Order-preserving hashes?

Order-preserving hashes?

Post by Ben Rudiak » Wed, 26 Jul 2006 04:00:58

[added comp.compression]

This is actually a data compression question. Suppose you take a large
statistical sample of input strings and group them into equivalence classes
by hash value. In order to minimize the number of collisions, each
equivalence class should have about the same number of elements. This is the
same property that a good data compression algorithm has, if you group by a
fixed-length substring of the compressed output. Many compression algorithms
violate your ordering constraint, but order-preserving compression is not a
hard problem. The best way to construct your hash function (ignoring
performance issues) is to take the first N bits of the output of a good
order-preserving compressor applied to the input string.

Note that it's unavoidable that your hash values will only depend on the
first few bytes of the input for most inputs. E.g. for English text you
can't do better than about 8:1 compression, which means that an N-bit hash
will typically depend on only the first 8N bits of the input.

If your input strings are something like ASCII text, and you want a
reasonably fast hash function, you could try a static order-0 Huffman model.

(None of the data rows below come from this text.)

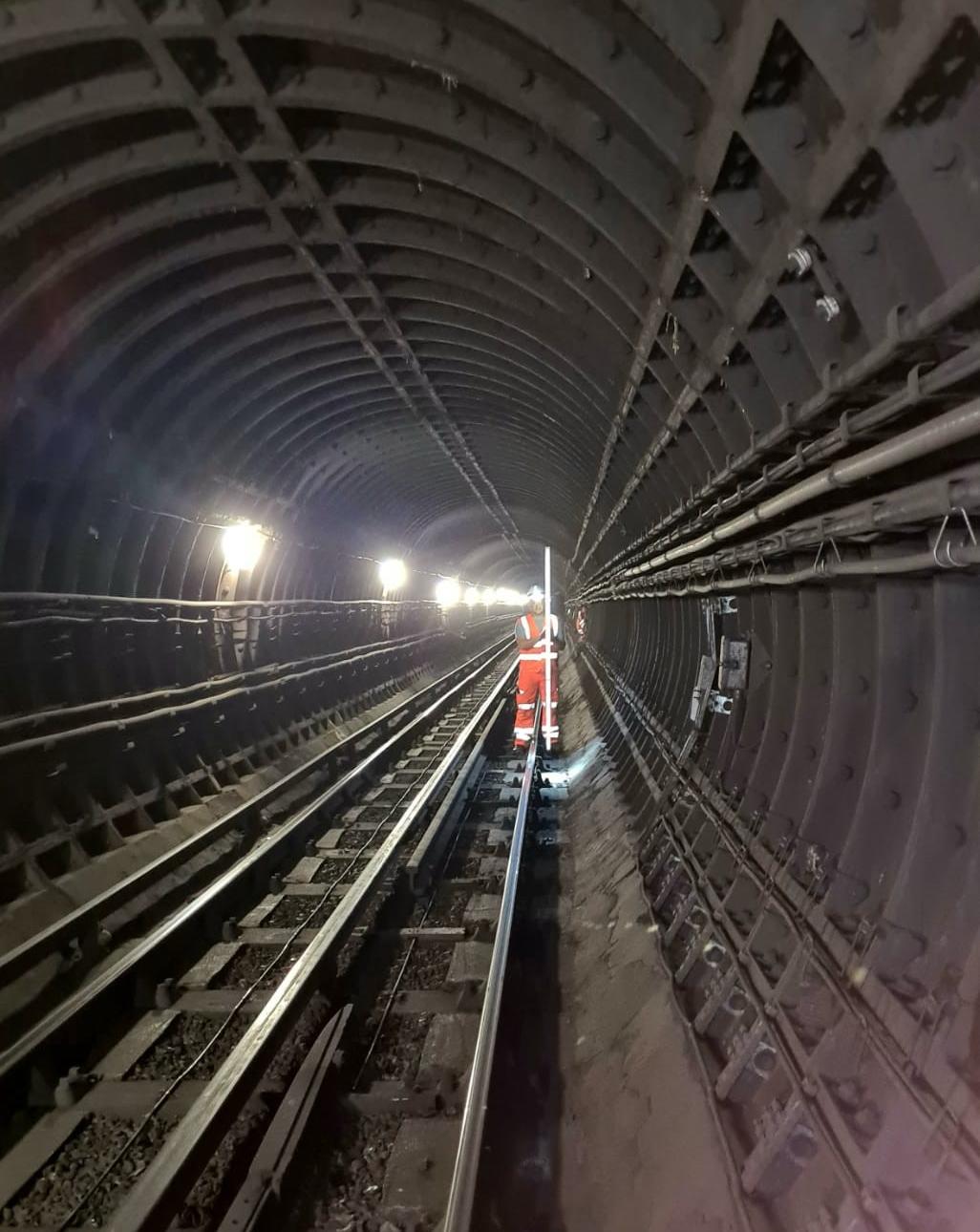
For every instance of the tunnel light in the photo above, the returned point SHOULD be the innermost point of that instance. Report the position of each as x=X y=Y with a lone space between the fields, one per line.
x=393 y=574
x=448 y=591
x=243 y=544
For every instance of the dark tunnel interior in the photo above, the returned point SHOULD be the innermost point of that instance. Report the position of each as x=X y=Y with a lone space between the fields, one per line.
x=688 y=292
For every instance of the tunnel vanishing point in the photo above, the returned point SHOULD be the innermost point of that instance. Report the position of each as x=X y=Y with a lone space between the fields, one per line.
x=688 y=292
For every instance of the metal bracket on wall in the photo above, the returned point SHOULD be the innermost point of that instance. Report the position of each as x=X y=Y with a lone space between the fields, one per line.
x=700 y=696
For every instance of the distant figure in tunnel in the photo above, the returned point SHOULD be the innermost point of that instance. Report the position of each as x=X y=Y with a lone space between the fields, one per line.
x=529 y=632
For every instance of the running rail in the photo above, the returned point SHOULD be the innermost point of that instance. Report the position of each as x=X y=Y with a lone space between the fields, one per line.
x=154 y=1201
x=220 y=893
x=460 y=1207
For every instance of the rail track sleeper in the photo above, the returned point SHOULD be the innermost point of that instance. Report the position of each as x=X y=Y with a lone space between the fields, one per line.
x=84 y=922
x=217 y=899
x=157 y=1195
x=270 y=1165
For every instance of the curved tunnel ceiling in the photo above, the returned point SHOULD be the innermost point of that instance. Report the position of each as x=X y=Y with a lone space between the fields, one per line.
x=439 y=275
x=686 y=289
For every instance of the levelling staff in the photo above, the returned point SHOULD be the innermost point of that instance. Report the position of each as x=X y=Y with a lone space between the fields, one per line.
x=529 y=632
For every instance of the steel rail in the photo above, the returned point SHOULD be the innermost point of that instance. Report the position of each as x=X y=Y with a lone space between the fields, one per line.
x=462 y=1190
x=156 y=1199
x=85 y=919
x=215 y=902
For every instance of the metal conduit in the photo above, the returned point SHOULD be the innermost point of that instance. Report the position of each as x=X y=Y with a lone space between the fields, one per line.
x=948 y=429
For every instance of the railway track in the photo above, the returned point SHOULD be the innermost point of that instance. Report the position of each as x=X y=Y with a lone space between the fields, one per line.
x=823 y=1078
x=88 y=934
x=363 y=925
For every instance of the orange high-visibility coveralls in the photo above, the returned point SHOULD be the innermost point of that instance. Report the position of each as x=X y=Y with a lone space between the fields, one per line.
x=531 y=682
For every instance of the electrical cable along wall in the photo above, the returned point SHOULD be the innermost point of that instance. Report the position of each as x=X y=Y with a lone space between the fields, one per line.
x=687 y=292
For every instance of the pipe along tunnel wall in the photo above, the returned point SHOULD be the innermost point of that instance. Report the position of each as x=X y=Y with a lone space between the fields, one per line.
x=688 y=292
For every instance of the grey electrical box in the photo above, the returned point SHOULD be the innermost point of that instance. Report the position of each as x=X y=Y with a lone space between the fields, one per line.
x=733 y=670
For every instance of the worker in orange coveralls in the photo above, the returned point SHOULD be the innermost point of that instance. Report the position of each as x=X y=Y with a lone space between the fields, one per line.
x=529 y=632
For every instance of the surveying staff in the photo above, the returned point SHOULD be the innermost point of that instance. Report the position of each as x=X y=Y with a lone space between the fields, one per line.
x=529 y=632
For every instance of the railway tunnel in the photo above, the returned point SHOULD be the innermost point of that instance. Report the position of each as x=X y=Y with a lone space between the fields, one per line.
x=687 y=293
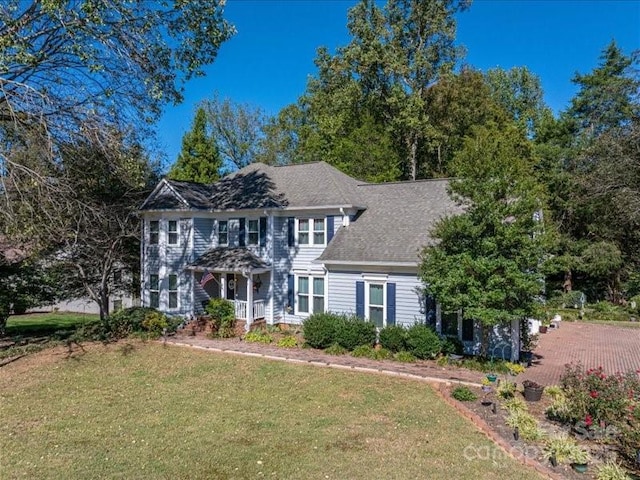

Question for comp.compression people (since I'm curious): do any of the
algorithms mentioned at maximumcompression.com preserve lexicographic order?

-- Ben

Order-preserving hashes?

Post by Matt Mahon » Thu, 27 Jul 2006 01:50:00

Most of the PAQ algorithms, when used without preprocessing transforms,
preserve lexicographic order, or in some versions, reverse
lexicographic order. FPAQ0 does also, using a simpler model.

-- Matt Mahoney